Topical corticosteroids are commonly used in aphthous ulcers and autoimmune stomatitis.

These medications reduce:

  • Inflammation
  • Immune activity
  • Tissue swelling
  • Pain

Severe cases may require systemic corticosteroids.


Hydration and Nutritional Support

Painful oral lesions often reduce food and fluid intake.

Patients should receive:

  • Adequate hydration
  • Soft diet
  • Nutritional supplementation
  • Vitamin replacement if deficient

Cold fluids and bland foods are generally better tolerated.


Management of Xerostomia

Patients with dry mouth benefit from:

  • Frequent fluid intake
  • Saliva substitutes
  • Sugar-free chewing gum
  • Good oral hygiene

Managing xerostomia helps reduce recurrent irritation and infection.


Elimination of Irritants

Patients should avoid substances that worsen inflammation.

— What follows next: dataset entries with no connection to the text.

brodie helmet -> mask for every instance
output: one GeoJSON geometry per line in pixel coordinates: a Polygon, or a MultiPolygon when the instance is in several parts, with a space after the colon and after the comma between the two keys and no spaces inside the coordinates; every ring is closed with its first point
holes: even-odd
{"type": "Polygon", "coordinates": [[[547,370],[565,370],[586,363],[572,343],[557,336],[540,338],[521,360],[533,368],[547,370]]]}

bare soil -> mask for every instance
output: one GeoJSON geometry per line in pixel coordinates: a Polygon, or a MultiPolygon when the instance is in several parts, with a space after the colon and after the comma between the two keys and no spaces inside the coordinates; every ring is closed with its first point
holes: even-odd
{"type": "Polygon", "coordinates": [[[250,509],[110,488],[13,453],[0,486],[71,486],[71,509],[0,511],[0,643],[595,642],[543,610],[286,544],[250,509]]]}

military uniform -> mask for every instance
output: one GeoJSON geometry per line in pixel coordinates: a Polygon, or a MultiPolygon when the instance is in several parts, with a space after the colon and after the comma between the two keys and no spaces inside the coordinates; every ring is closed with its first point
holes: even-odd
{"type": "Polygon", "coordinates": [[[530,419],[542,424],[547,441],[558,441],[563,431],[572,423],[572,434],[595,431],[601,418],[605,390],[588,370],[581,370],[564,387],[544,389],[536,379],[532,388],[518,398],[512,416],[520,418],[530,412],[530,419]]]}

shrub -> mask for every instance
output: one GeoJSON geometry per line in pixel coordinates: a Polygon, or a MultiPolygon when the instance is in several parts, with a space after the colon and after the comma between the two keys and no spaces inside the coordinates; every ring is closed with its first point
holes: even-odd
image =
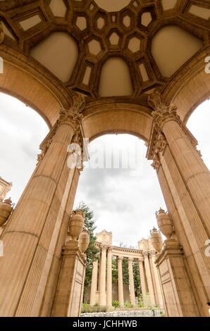
{"type": "Polygon", "coordinates": [[[83,304],[82,306],[81,313],[105,313],[107,311],[107,307],[99,306],[95,304],[94,306],[90,306],[89,304],[83,304]]]}
{"type": "Polygon", "coordinates": [[[112,306],[114,307],[114,308],[118,308],[120,306],[120,303],[119,301],[116,301],[116,300],[114,300],[113,302],[112,302],[112,306]]]}
{"type": "Polygon", "coordinates": [[[133,308],[132,304],[130,301],[125,302],[125,308],[133,308]]]}

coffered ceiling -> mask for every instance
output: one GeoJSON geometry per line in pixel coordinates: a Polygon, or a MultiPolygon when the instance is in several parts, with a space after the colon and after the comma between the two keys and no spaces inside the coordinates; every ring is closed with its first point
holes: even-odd
{"type": "Polygon", "coordinates": [[[0,53],[95,99],[146,96],[209,46],[209,0],[7,0],[0,17],[0,53]]]}

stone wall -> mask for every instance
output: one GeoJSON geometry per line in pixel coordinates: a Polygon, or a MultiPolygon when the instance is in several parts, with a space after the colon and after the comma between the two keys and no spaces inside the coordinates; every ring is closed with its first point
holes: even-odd
{"type": "Polygon", "coordinates": [[[85,313],[82,313],[81,317],[161,317],[164,313],[164,311],[141,309],[140,311],[85,313]]]}

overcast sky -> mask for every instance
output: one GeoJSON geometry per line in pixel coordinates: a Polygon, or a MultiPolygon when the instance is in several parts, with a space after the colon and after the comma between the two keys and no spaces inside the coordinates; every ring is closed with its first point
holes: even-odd
{"type": "MultiPolygon", "coordinates": [[[[36,165],[39,145],[48,132],[42,118],[29,107],[0,93],[0,176],[13,182],[8,196],[18,201],[36,165]]],[[[199,142],[203,158],[210,167],[210,101],[198,107],[187,126],[199,142]]],[[[91,164],[81,173],[75,207],[84,201],[94,213],[97,232],[113,232],[113,244],[136,246],[156,225],[155,211],[165,208],[156,172],[146,159],[144,142],[128,135],[106,135],[90,144],[91,164]],[[128,155],[129,151],[129,157],[128,155]],[[114,165],[128,161],[127,169],[95,168],[97,153],[114,155],[114,165]],[[138,158],[137,158],[138,156],[138,158]],[[128,157],[127,157],[128,156],[128,157]]],[[[126,162],[125,162],[126,163],[126,162]]]]}

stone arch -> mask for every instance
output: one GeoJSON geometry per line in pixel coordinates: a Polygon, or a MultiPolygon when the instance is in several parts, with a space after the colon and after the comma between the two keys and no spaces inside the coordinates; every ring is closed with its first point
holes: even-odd
{"type": "Polygon", "coordinates": [[[133,87],[126,61],[118,56],[107,58],[101,68],[99,94],[113,96],[130,96],[132,94],[133,87]]]}
{"type": "Polygon", "coordinates": [[[90,141],[117,132],[133,135],[146,142],[149,139],[153,120],[144,106],[113,101],[102,107],[101,101],[98,101],[89,104],[85,112],[82,128],[85,137],[90,141]]]}
{"type": "Polygon", "coordinates": [[[163,91],[168,104],[173,103],[185,123],[196,108],[210,96],[210,74],[205,71],[209,48],[178,73],[163,91]]]}
{"type": "Polygon", "coordinates": [[[4,61],[4,72],[0,75],[0,90],[35,109],[44,119],[49,127],[55,123],[61,107],[61,102],[53,92],[44,83],[35,79],[32,74],[4,61]]]}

Important irritants include:

  • Tobacco
  • Alcohol
  • Spicy foods
  • Acidic foods
  • Harsh mouthwashes

Removing traumatic dental appliances may also be necessary.


Treatment of Underlying Diseases

Systemic disorders contributing to stomatitis must be treated appropriately.

Examples include:

  • Diabetes control
  • Correction of anemia
  • Nutritional therapy
  • Management of autoimmune disease
  • HIV treatment

Failure to treat underlying conditions often results in recurrent disease.